高度経済成長期の日本では、「マイホーム」と言えば新築の庭付き一戸建てを指すものでした。木のにおいがする、まだ誰も暮らしていない家を買う。中には自分で土地を見つけ、設計やデザインにも意見を取り入れてもらう……。こうした将来を夢見ている人は今なお少なくないでしょう。

しかしこのような「愛着や感性」ではなく「資産性」という切り口で考えてみると、日本の不動産マーケットにおいても新築より中古のほうが評価が高いとされるケースが増えてきました。

理由としては、新築住宅の価格には売主業者の利益や広告費、販売経費など計15~20%ほどの経費がかかっていること、新築は誰かが住んだ途端に中古扱いとなり、“新築プレミアム”は消えて価格は下がってしまうことなどが挙げられます。

最近では新築を礼賛し、中古を低く評価する考え方は薄れつつあります。いまや、中古物件を買い、リノベーション・リフォームして住むことは一般的になっています。それには、生き方や考え方の多様化が進んでいることや、中古物件の割安感、立地の良さ、資産性の高さ、人口に対する中古ストックの増大などが影響しているのではないでしょうか。

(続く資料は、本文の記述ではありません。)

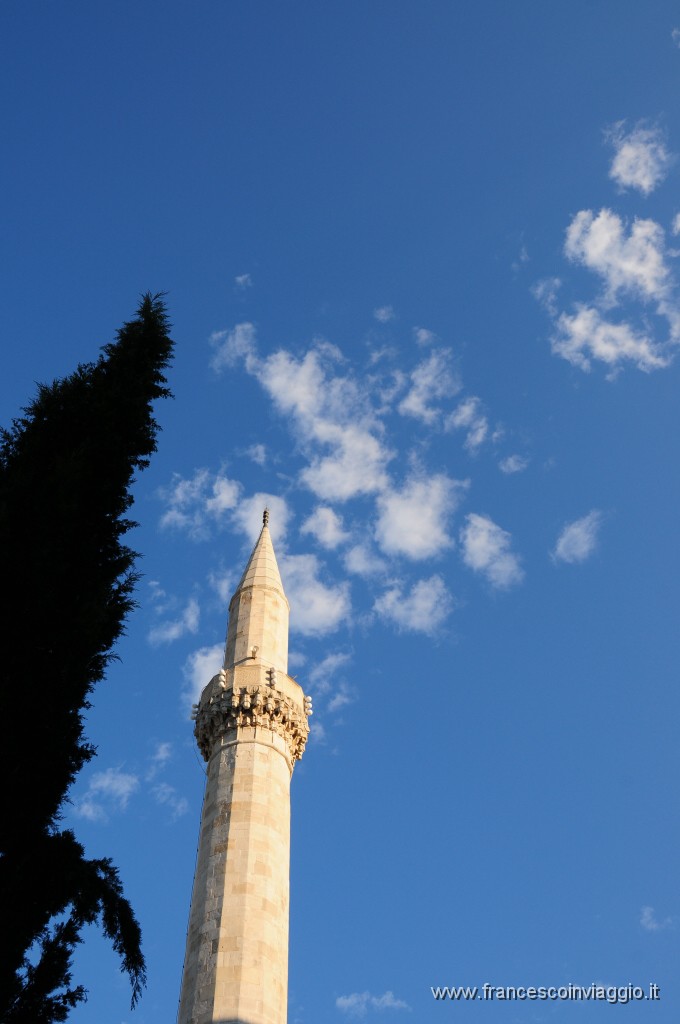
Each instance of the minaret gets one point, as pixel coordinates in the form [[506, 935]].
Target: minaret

住まいの資産性は、新築か中古かという点だけでなく、その立地の良し悪しにも影響されます。立地が良ければ換金性や収益性が高いからです。

換金性とは売りたい時に「売りやすい」、収益性とは貸したい時に「借り手が見つかりやすい、もしくは高い家賃設定ができる」ということ。自分が住まなくなっても誰かに必要とされる住まいは資産性が高いと言えます。

長く住み続けるためには、当然ながら手を入れていく必要があります。自分や家族のライフスタイルの変化に合わせて、住まいをリノベーションして住みやすくしていく。そのときに、自分好みの住まいにすることも大切ですが、自分以外の誰かが住んだ場合に使いやすいか、という点も併せて考えておくことをお勧めします。